Common misconception
I will be OK if I have carefully checked the list of ingredients on the label of my supplements against the Prohibited List and avoid using supplements with prohibited substances.

Why is taking supplements dangerous and increases the risk of being tested positive in a drug test?
The production and labeling of supplements are not strictly regulated as compared to medicine. The ingredients of the supplements may not match those listed on the label. Some of the undeclared ingredients can even contain prohibited substances. Even though regulation on the labeling of supplements is becoming stricter, contamination during production is still possible. Previous study has shown that as many as 20% of supplements on the market contain ingredients that are not declared on the label and could lead to a positive test result.

World Anti-Doping Agency's(WADA) stand on the use of supplements by athletes
A good diet is of utmost importance to athletes competing on the international stage. Diet, lifestyle and training should all be optimized before considering supplements and athletes should assess the need for supplements.

WADA is very concerned about the number of athletes who are prepared to take supplements with little knowledge of what real benefits they provide and whether or not they contain prohibited substances.

Taking a poorly labeled supplement is not an adequate defense in a doping hearing. According to the principle of strict liability, athletes will be responsible for the presence of any prohibited substance in his/her body no matter the athlete intentionally or unintentionally use a prohibited substance.

It is virtually impossible to be certain that supplement contains ONLY the ingredients listed on the label. There will never be 100% assurance for athletes that a supplement does not contain / is not contaminated with prohibited substances and thus poses an involuntary doping offence.

What should be considered before deciding to take supplements?

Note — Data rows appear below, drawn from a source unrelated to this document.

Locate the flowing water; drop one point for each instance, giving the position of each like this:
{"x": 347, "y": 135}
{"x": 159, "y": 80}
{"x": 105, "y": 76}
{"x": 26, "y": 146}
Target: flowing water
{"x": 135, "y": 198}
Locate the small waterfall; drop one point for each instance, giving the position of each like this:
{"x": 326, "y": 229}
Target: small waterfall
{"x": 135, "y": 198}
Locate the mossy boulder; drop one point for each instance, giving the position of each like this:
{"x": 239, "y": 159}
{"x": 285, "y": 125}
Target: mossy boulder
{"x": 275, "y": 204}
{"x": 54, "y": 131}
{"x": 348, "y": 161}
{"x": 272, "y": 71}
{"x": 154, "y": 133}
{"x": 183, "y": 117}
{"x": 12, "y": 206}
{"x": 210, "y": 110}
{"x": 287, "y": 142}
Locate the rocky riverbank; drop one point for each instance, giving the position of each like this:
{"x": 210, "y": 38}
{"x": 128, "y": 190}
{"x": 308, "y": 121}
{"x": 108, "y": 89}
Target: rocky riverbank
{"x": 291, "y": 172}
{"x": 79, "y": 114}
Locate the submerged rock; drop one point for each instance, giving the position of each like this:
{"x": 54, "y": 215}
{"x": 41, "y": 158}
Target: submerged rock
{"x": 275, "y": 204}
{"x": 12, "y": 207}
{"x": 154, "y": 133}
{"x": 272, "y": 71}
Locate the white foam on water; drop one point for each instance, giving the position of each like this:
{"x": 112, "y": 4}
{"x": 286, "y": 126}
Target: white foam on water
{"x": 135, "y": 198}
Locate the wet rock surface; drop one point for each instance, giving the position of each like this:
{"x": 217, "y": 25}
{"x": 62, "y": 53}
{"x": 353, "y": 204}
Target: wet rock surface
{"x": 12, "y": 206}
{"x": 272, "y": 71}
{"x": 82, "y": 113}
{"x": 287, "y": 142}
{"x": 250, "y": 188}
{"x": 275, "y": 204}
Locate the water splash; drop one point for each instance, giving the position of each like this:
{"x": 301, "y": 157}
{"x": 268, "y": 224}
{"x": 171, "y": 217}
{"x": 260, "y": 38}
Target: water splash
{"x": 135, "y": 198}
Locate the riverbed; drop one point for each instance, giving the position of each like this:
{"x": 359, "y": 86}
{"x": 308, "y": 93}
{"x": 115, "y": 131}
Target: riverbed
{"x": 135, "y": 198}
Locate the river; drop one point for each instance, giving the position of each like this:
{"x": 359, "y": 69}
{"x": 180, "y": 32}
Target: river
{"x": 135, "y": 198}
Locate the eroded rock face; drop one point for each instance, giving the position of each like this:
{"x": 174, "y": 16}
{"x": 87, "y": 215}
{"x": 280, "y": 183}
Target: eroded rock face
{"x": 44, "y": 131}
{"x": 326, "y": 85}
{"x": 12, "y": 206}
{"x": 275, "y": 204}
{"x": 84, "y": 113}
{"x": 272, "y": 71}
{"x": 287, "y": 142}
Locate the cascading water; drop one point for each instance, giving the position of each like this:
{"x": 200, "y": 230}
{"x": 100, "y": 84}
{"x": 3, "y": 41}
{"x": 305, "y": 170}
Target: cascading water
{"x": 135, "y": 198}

Athletes should seriously consider
(i)The potential risks of taking supplements
(ii)other possible alternatives to achieve the same purpose
(iii)advices from medical and sport professionals (e.g. sport physician,
      sport nutritionist, etc)


Taking supplement is not the best and only way to help your performance. Other possible and safer methods to help boost performance and enhance recovery are, for example:

• scientific training program
• good dietary practice
• relaxation technique
• regular monitoring

Risk and benefit analysis
Medical and sport professionals should be able to help you making informed decisions on choosing the right supplements. The final decisions should be based on the risks and benefits analysis in the following three aspects:

 

(i) Health Considerations
    There are always possible side effects of taking the supplement. Are
    these side effects serious? How about the possibility of abuse and
    addiction on prolonged usage? Are there any precautions or
    contraindications for using the supplement?

 

(ii) Effectiveness of Supplement
     How true are the claims about the supplement as provided in the
     advertisement?

     Athletes should be very careful in believing these claims. In most
     cases, anecdotal evidence and personal endorsement are used instead
     of valid scientific evidence. Even though scientific theories are used in
     explaining how the supplement works, they are not necessarily
     supported by studies that prove the theories work in reality. Is the
     supplement really going to help me?

Benefits of a supplement even scientifically proven may be very specific to certain situations and to certain individuals.

 

(iii) Legal Considerations
      How likely the supplement will lead to a positive drug test?
      Does any ingredient listed on the package contains prohibited
      substance?
      Can I trust that the label has included all ingredients inside the
      product?
      Is it likely that the product can be contaminated by prohibited
      substances during the production process?